- Born: 1739
- Died: 1818 (aged 78–79)
- Occupations: Printer, Bookseller and author

= Richard Beatniffe =

English bookseller and author

Richard Beatniffe (1740–1818) was an English printer, bookseller and the author of The Norfolk Tour guide book.

==Early life==
Beatniffe was born in 1739 in Louth, Lincolnshire, and was adopted and educated by his uncle, the Rev. Samuel Beatniffe, rector of Gaywood and Bawsey in Norfolk. He was apprenticed to a bookseller at Lynn of the name of Thomas Hollingworth, who was in the habit of taking four apprentices. When we are told that all the four were expected to sleep in one bed, that the sheets were changed only once a year, and that the youths were dieted in the most economical manner, it says much for the sturdiness of Beatniffe that he was the only apprentice Hollingworth had for forty years who remained to serve his full-time. The temptations of the hand of his master's daughter, who was deformed in person and unpleasing in manners, together with a share in the business, were not able to retain Beatniffe in Lynn. Upon the termination of his apprenticeship, he went to Norwich, where he became a freeman of Norwich by purchase on 21 September 1764 as a bookbinder. His old master Hollingworth, if harsh, must have been also generous, since he had advanced Beatniffe £500, in 1763 to purchase the stock of the bankrupt Jonathan Gleed, a bookseller of London Lane, in Norwich.

==Bookselling==
Beatniffe became a successful bookseller in Norwich. His knowledge of books, skill as a bookbinder, and business habits, made him a prosperous tradesman. For many years he owned the best collection of old books among provincial dealers, and was long the first secondhand bookseller in Norwich. His first catalogue was printed in 1779, and his last in 1808; they contained many rare volumes, which he knew how to price at their full value. Among the libraries purchased by him was that of the Rev. Dr. Cox Macro, of Little Haugh in Suffolk, who died in 1767, after having brought together a rich treasure of early-printed books, old poetry, original letters, and autographs. The library remained unexamined for forty years, when it came into Beatniffe's hands at the commencement of the century for the small sum of £150 or £160. On being sold piecemeal the collection realised nine or ten times as much.

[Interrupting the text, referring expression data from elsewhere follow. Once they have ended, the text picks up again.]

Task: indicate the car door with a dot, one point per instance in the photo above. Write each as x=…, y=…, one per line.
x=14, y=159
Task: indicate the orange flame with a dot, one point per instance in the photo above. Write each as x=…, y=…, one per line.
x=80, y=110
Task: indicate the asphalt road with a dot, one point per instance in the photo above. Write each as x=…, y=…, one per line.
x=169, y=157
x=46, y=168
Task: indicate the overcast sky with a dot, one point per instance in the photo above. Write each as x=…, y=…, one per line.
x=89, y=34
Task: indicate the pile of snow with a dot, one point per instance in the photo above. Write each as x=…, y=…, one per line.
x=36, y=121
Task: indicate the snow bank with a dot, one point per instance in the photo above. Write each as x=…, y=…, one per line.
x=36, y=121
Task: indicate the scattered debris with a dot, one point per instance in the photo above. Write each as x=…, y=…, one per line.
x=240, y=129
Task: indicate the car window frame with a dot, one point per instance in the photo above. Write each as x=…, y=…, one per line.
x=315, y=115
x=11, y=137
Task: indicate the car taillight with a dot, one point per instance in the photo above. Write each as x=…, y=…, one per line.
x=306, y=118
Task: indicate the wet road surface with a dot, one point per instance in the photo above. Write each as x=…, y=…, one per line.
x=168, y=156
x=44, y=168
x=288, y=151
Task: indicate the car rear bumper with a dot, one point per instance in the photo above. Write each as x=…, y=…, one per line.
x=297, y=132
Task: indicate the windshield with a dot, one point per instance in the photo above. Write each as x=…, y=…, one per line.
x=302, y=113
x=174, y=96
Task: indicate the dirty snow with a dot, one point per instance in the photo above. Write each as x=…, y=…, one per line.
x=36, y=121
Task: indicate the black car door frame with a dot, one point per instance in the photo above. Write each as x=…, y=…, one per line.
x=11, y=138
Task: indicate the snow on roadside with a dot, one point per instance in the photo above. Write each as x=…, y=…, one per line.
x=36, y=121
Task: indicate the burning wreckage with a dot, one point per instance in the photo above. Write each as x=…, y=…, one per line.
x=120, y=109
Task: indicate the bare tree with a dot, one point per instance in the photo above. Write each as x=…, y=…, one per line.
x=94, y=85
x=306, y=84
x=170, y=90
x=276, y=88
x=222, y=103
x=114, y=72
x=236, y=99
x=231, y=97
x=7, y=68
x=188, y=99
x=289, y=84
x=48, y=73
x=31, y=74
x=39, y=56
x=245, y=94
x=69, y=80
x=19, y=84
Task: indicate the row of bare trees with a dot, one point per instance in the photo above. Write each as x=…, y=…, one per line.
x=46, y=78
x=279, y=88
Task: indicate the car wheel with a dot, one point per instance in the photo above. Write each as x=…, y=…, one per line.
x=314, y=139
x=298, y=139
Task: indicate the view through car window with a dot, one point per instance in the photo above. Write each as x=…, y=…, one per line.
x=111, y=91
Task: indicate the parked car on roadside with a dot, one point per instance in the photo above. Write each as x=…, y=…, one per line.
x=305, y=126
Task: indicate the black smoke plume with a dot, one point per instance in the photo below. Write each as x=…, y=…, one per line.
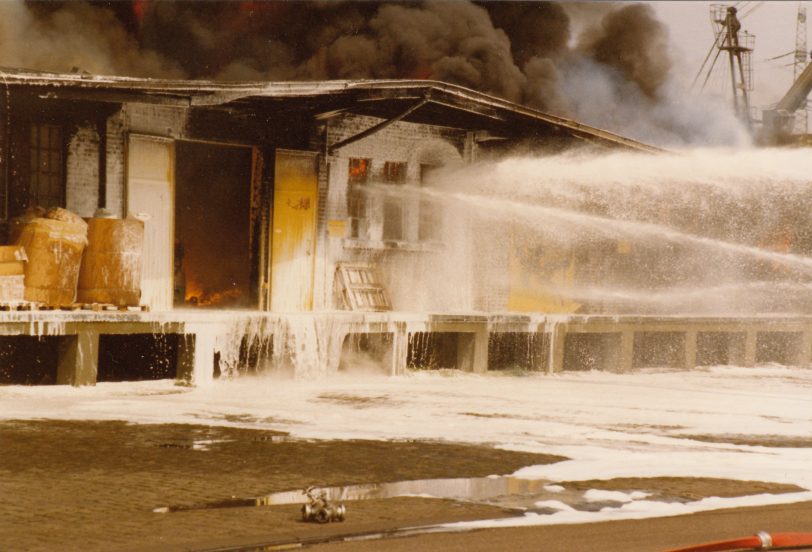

William Beloe, who knew him, has described Beatniffe as
a shrewd, cold, inflexible fellow, who traded principally in old books, and held out but little encouragement to a youth who rarely had money to expend. ... The principal feature of this man's character was suspicion of strangers, and a constant apprehension lest he should dispose of any of his libri rarissimi to some cunning wight or professed collector. If any customer was announced as coming from the metropolis, he immediately added at least one-third to his price.

==Printing==
In 1766 "having engaged proper assistance from London and purchased a large quantity of Mr Caslon's excellent type", Beatniffe opened a printing office in the parish of St Peter Permountergate (Norwich Mercury 21 June 1766). where he was responsible for printing many substantial works. However, in 1795 he took John Payne as a partner in his printing business and retired from it in 1798.

==Publishing==
In 1772 Beatniffe produced the first edition of his excellent little Norfolk Tour, or Traveller's Pocket Companion, being a concise description of all the noblemen's and gentlemen's seats, as well as of the principal towns and other remarkable places in the county. A second edition appeared in 1773, the third in 1777, the fourth in 1786, the fifth in 1795, with the sixth and last in 1808, "greatly enlarged and improved". This edition was 399 pages, about four times the size of the first. In the advertisement the author states that he had carefully revised every page, "and by the friendly communications of several gentlemen in the county and [his] own observations during the last ten years greatly enlarged" it. Improvements and additions were made by the author to each successive edition, and most of the places described were personally visited. It is written in a plain manner, and is full of information. Mr. W. Rye says:
The numerous editions to which it ran show it had considerable merit, and in its notes and illustrations there is much useful and interesting reading.

==Character==
His biographer tells some characteristic anecdotes of the bookseller's unyielding toryism, of his rebuffs to chaffering customers, and of his unwillingness to supply the London trade. He preferred to sell to private buyers, and indeed was often loth to part with his "jewels", as he styled his rarities.

Having amassed a considerable fortune, Beatniffe retired from his bookselling business a short time before his death, which took place 9 July 1818, age seventy-nine, at Norwich. He was buried in the nave of the Norwich church of St. Peter at Mancroft.

==Family==
Beatniffe married Martha Dinah Hart, who died in 1816, daughter of a writing-master and alderman of Bury St. Edmund's, by whom he had a son and a daughter. A James Samuel Beatniffe was apprenticed to Richard Beatniffe, bookseller in 1785.(Society of Genealogists, Lists of Masters and Apprentices.)